2007 EOS. Air bag light is on, but when I use my (entry-level) code scanner, it returns no codes. There aren't any easily visible wires disconnected under the driver's seat. Any other things a layman can check? Any Technical Service Bulletins on this? Thanks...


----------



## PaulZooms01 (Feb 11, 2015)

VWManCC said:


> 2007 EOS. Air bag light is on, but when I use my (entry-level) code scanner, it returns no codes. There aren't any easily visible wires disconnected under the driver's seat. Any other things a layman can check? Any Technical Service Bulletins on this? Thanks...


I had something like this happen 2 different times on my 07. Replacing seatbelt female coupling was the fix. Not cheap, but second time was within a year and fixed free. 

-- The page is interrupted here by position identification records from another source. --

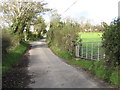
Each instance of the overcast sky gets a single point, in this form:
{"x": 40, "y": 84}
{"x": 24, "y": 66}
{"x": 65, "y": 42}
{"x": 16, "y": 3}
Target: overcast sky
{"x": 95, "y": 11}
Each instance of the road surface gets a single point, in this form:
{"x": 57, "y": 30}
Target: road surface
{"x": 49, "y": 71}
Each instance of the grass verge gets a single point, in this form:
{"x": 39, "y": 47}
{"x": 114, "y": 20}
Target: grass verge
{"x": 109, "y": 74}
{"x": 13, "y": 57}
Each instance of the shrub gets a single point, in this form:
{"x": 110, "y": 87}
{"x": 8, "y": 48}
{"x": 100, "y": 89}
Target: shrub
{"x": 111, "y": 43}
{"x": 114, "y": 78}
{"x": 6, "y": 43}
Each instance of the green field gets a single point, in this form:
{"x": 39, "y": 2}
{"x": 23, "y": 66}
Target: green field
{"x": 90, "y": 37}
{"x": 91, "y": 40}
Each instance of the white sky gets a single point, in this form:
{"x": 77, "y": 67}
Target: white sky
{"x": 94, "y": 10}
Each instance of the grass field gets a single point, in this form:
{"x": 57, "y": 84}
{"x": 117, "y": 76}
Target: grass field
{"x": 90, "y": 37}
{"x": 92, "y": 40}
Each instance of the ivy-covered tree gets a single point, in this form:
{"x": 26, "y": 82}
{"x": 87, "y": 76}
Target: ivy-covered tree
{"x": 21, "y": 13}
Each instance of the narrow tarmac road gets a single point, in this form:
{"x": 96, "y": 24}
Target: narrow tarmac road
{"x": 49, "y": 71}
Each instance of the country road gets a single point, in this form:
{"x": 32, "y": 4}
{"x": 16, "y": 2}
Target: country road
{"x": 49, "y": 71}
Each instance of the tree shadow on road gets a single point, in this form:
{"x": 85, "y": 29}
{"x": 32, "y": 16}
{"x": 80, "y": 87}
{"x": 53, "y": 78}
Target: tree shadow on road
{"x": 18, "y": 76}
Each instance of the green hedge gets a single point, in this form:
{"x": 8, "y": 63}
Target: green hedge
{"x": 111, "y": 43}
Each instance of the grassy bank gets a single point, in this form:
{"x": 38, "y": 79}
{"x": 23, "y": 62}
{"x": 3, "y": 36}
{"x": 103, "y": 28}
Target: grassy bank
{"x": 109, "y": 74}
{"x": 13, "y": 57}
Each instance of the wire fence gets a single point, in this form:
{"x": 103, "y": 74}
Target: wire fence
{"x": 90, "y": 50}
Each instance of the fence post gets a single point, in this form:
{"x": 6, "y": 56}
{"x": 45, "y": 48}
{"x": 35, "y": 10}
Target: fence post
{"x": 92, "y": 52}
{"x": 86, "y": 50}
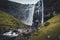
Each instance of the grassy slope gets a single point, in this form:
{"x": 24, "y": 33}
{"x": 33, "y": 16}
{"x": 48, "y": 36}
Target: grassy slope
{"x": 52, "y": 30}
{"x": 7, "y": 21}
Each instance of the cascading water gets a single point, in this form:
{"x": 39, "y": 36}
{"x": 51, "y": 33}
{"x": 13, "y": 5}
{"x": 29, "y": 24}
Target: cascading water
{"x": 29, "y": 19}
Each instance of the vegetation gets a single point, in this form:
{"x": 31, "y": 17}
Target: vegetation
{"x": 8, "y": 21}
{"x": 49, "y": 32}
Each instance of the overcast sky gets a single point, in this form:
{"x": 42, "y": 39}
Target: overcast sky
{"x": 25, "y": 1}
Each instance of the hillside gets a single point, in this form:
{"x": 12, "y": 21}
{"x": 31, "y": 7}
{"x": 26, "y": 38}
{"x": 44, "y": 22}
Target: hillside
{"x": 49, "y": 32}
{"x": 8, "y": 21}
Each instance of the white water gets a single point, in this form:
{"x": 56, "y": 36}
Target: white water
{"x": 29, "y": 19}
{"x": 42, "y": 12}
{"x": 10, "y": 34}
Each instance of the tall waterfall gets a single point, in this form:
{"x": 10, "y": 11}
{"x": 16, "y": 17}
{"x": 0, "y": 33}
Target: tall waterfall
{"x": 25, "y": 12}
{"x": 29, "y": 19}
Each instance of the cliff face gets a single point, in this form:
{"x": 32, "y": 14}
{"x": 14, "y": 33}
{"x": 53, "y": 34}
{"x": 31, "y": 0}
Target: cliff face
{"x": 7, "y": 21}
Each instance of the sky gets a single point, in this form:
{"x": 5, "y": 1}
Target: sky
{"x": 25, "y": 1}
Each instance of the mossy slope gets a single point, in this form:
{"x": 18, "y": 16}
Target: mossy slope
{"x": 50, "y": 32}
{"x": 8, "y": 21}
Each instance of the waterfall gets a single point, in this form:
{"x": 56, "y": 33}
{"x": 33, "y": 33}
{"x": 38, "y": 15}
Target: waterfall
{"x": 29, "y": 19}
{"x": 42, "y": 12}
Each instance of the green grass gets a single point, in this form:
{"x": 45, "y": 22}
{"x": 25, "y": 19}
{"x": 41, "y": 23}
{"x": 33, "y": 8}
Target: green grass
{"x": 52, "y": 30}
{"x": 8, "y": 21}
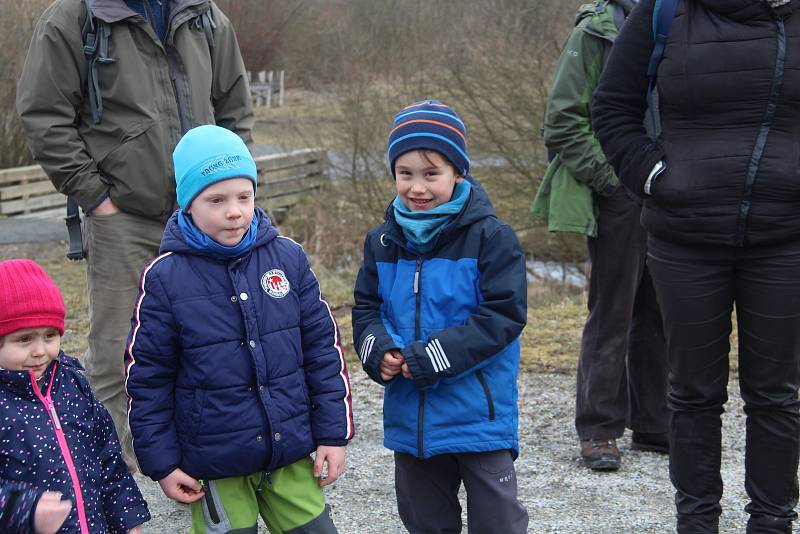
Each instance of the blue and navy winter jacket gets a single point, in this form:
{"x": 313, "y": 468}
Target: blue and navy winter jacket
{"x": 233, "y": 367}
{"x": 56, "y": 436}
{"x": 456, "y": 315}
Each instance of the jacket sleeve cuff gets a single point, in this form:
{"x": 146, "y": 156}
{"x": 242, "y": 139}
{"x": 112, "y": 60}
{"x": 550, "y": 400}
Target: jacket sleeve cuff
{"x": 371, "y": 359}
{"x": 97, "y": 202}
{"x": 331, "y": 442}
{"x": 421, "y": 368}
{"x": 37, "y": 492}
{"x": 658, "y": 168}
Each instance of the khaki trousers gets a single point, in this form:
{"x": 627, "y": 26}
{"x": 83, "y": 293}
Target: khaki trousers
{"x": 118, "y": 246}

I didn't have a scanner so I don't know about that part.


----------



## Cogtx (Sep 23, 2003)

I've had 2 VW golfs in the past which had airbag light issues. The resistor connection under the passenger seat would every so slightly come apart whenever the seat was moved all the way to the front and then send the airbag light on to the dash. I had to contact someone in my area with a VAGCOM device (ross tech equipment) to turn off the light. Later, I purchased a scanner which was much cheaper than the vagcom and it was able to turn off the airbag light and much more. I still use this device on my wife's 2008 EOS and works fine. Here is a link:

https://www.amazon.com/Volkswagen-B...UTF8&qid=1480541782&sr=8-3&keywords=autel+vag


Your other option, is to go to the VW dealer and have them reset the light but that my be pricey depending on the dealership...good luck!


----------